The irony that Etherpad is written in Node is not lost on me.

------
merricksb
Made the front page a few days ago but didn't get much traffic or many
comments:

[https://news.ycombinator.com/item?id=23985816](https://news.ycombinator.com/item?id=23985816)

[http://hnrankings.info/23985816/](http://hnrankings.info/23985816/)

------
oscargrouch
Im doing a "browser-based something" that can mostly be reasoned about as a
web-over-rpc-services where the primary pitch to start it, was exactly based
on the thinking generously expressed by this article (albeit i had to start it
much earlier).

The first thing is to expect the app devs to define a api in RPC so that what
they app serve it transparent to the whole platform.

That way, users and other apps can reuse that api and integrate tools and
other services without worrying about if the node is online or not.

Given they are RPC (over TCP or IPC), they can be used as a peer node in a
distributed computing flock or in the app service process the application can
serve the RPC requests not locally if it wants or needs, but going over the
network.

But even in the case it goes straight to the "cloud" for resources, in the
node it will always go through the RPC-api first. (How the application handle
the RPC request is defined by the app developers).

There are a lot of others important details actually, for instance the UI sdk,
window management, its already there, the storage layer (files and key-value
db) are distributed over p2p(torrent) and everything is
accessible/bootstrapped through a DHT address accessible anywhere.

But imagine if you had this architecture before, and Twitter, Facebook or
Google search had to install a api-based application, where they need to ask
you for permission to index content, or store locally your list of friends..
where later other apps could extract that information from your machine.. For
instance you could change your search to DDG or export your Facebook list of
friends and post to some other social network(this is actually the primary
reason almost no one could compete with a popular social network).
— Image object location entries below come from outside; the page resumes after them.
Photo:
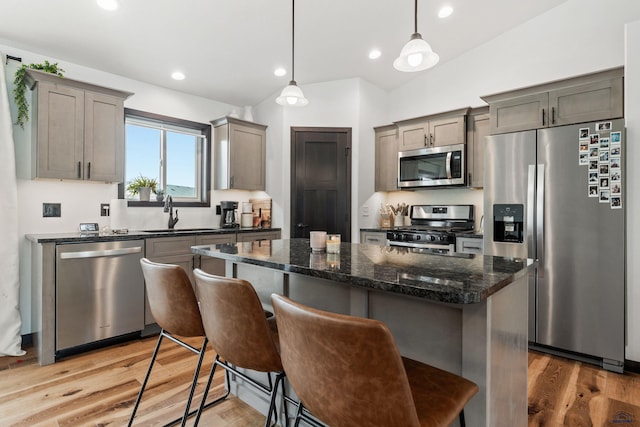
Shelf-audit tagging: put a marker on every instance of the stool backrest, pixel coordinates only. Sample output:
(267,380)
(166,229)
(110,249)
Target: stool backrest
(171,298)
(346,370)
(235,322)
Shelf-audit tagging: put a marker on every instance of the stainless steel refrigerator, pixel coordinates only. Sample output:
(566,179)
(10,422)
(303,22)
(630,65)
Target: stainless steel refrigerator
(557,195)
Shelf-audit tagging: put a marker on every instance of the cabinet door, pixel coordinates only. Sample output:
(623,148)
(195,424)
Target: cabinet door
(413,135)
(588,102)
(522,113)
(60,132)
(247,157)
(447,131)
(478,129)
(386,178)
(103,138)
(209,264)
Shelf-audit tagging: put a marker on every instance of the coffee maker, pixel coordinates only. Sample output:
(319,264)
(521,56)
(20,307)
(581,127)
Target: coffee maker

In the end, things that should be yours are yours and third-party apps will
have to be installed and granted permission by you to manage that digital
property.

But overall i'm very glad to see that this is starting to become some sort of
a trend, that people are finally waking up, because despite of all
technological implications of it, it also have a lot of political and social
benefits to this approach.

------
z3t4
As platforms get more and more locked down (Chromebooks, Android, iOS) hosting
the software in the cloud becomes a easier option. For example I'm working on
and editor/IDE for programming, but it's next to impossible to compile
programs on the platforms people use now a days. So in order to run a program
that you made on your Apple phone, Android device or Chromebook, it has to run
on a third party server...

------
MaxBarraclough
Much of this seems to be rediscovering the principles of the IndieWeb
movement, who have already thought about many of the issues discussed here.

[https://indieweb.org/silo](https://indieweb.org/silo)

[https://indieweb.org/data-portability](https://indieweb.org/data-portability)

------
wilsonrocks
How about a more generalised collaboration system, where you just edit your
files lot Cally as standard, but can kind of dial in using o collaboration - a
bit like a screen share on a call. So suddenly the people you've dialled can
leave comments on your work etc, but when you cut the connection, they can't
any more?

------
smithssoso
Take a look at the PJON protocol that is a perfect example of a local-first
networking technology, I am really amazed by the job they did on that!
[https://github.com/gioblu/PJON](https://github.com/gioblu/PJON)

------
WrtCdEvrydy
Unfortunately local-first software is incompatible with you being a slave to
your preferred technology company of choice (Facebook, Apple, Google,
Microsoft).

If it wasn't for GDPR, most of these companies wouldn't even offer exports of
your data.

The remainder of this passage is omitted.